Stuffed Mackerel with Roasted Mediterranean Veg

A bright, attractive and healthy dish that comes jam-packed with bundles of great flavours. Also, grilling at the top of the roasting oven, ensures fat splashes and cooking odours are kept to a minimum, because the ovens are vented to outside. Just be sure to turn on the oven vent fan.


Roasted Mediterranean Vegetables

2 courgettes, sliced

1 aubergine, diced

1 red onion, cut into chunks

5 cloves of garlic, peeled

2 red peppers cut into squares

Sprigs of fresh thyme

Black pepper

Olive oil


4 whole mackerel, cleaned

Fresh fennel leaves

2 lemons, sliced


Serves 4


1. Firstly prepare the roasted vegetables by placing them into a bowl. Mix well together with the sprigs of thyme, seasoning and enough olive oil to coat them. Transfer to the AGA shallow baking tray, lined with a piece of Bake-O-Glide.

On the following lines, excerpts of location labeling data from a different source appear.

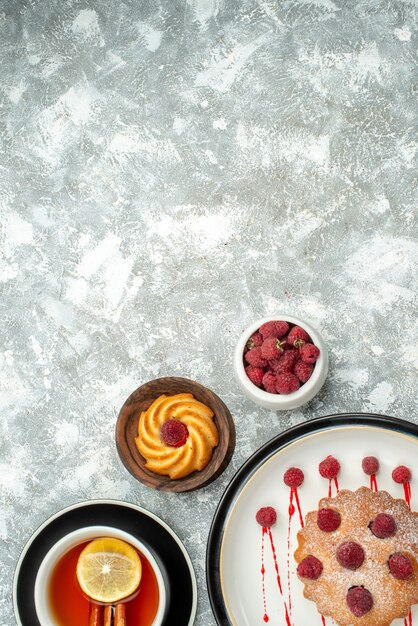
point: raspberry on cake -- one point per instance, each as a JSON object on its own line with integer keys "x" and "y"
{"x": 329, "y": 467}
{"x": 293, "y": 477}
{"x": 401, "y": 474}
{"x": 176, "y": 435}
{"x": 367, "y": 545}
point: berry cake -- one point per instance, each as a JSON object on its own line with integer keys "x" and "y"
{"x": 358, "y": 558}
{"x": 176, "y": 435}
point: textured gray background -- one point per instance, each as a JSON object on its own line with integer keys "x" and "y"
{"x": 170, "y": 171}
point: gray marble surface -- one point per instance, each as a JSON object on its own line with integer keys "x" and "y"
{"x": 169, "y": 172}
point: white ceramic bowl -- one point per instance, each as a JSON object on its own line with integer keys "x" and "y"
{"x": 81, "y": 535}
{"x": 282, "y": 402}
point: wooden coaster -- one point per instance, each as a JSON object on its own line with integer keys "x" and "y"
{"x": 127, "y": 430}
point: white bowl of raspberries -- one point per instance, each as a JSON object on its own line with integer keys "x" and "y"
{"x": 281, "y": 362}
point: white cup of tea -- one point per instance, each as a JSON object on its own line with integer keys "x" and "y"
{"x": 43, "y": 605}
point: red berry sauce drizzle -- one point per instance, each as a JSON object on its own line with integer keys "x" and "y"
{"x": 263, "y": 572}
{"x": 293, "y": 478}
{"x": 266, "y": 517}
{"x": 329, "y": 468}
{"x": 402, "y": 475}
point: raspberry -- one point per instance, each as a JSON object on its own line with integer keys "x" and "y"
{"x": 401, "y": 474}
{"x": 255, "y": 374}
{"x": 383, "y": 526}
{"x": 297, "y": 336}
{"x": 274, "y": 329}
{"x": 174, "y": 433}
{"x": 293, "y": 477}
{"x": 286, "y": 362}
{"x": 310, "y": 567}
{"x": 350, "y": 555}
{"x": 329, "y": 467}
{"x": 400, "y": 566}
{"x": 254, "y": 341}
{"x": 287, "y": 383}
{"x": 359, "y": 601}
{"x": 271, "y": 348}
{"x": 282, "y": 328}
{"x": 309, "y": 353}
{"x": 303, "y": 371}
{"x": 254, "y": 357}
{"x": 270, "y": 382}
{"x": 266, "y": 516}
{"x": 328, "y": 520}
{"x": 370, "y": 465}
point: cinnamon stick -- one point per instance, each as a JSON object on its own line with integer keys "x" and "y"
{"x": 107, "y": 618}
{"x": 120, "y": 616}
{"x": 96, "y": 612}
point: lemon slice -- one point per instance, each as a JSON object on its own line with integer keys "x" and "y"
{"x": 108, "y": 570}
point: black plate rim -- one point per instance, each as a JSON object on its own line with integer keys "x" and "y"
{"x": 250, "y": 466}
{"x": 104, "y": 501}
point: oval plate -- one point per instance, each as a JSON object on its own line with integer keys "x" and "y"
{"x": 147, "y": 527}
{"x": 233, "y": 559}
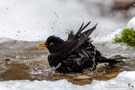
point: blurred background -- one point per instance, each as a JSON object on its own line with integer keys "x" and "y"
{"x": 34, "y": 20}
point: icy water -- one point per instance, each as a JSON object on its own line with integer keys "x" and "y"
{"x": 21, "y": 60}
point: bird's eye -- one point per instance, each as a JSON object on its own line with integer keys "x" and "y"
{"x": 51, "y": 44}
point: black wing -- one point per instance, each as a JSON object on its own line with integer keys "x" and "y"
{"x": 76, "y": 40}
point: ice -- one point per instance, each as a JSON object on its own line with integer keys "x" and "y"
{"x": 124, "y": 81}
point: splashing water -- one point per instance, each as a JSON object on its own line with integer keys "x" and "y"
{"x": 44, "y": 72}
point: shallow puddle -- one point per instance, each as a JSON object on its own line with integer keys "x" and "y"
{"x": 30, "y": 63}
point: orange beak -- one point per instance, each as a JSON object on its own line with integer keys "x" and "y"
{"x": 42, "y": 45}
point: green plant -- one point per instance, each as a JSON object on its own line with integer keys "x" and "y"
{"x": 128, "y": 37}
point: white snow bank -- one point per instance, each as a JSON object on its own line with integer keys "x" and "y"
{"x": 124, "y": 81}
{"x": 110, "y": 37}
{"x": 3, "y": 39}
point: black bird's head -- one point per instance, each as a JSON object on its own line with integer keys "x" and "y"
{"x": 53, "y": 44}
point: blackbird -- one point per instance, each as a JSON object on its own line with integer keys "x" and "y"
{"x": 76, "y": 53}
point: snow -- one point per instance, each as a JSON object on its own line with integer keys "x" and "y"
{"x": 131, "y": 23}
{"x": 124, "y": 81}
{"x": 110, "y": 37}
{"x": 35, "y": 20}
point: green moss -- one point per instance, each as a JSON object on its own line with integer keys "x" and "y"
{"x": 128, "y": 37}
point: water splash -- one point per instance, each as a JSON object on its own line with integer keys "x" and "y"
{"x": 44, "y": 72}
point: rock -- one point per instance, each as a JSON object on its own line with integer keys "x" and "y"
{"x": 83, "y": 77}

2. Slide the tin onto the lowest set of runners down in the roasting oven. Cook for about 30 minutes or until the vegetables are tender and just beginning to brown around the edges.Turn the vegetables occasionally during cooking.

3. Slash the mackerel three times on each side then place onto the large grill rack, high position, in the AGA roasting tin.Tuck fennel, lemon slices and parsley into the cavities.

4. Slide the tin onto the second set of runners in the roasting oven. Grill for 8 minutes then turn over and cook the other side for a further 5-8 minutes, dependent upon the thickness of the mackerel.

5. Serve the mackerel accompanied by the roasted vegetables.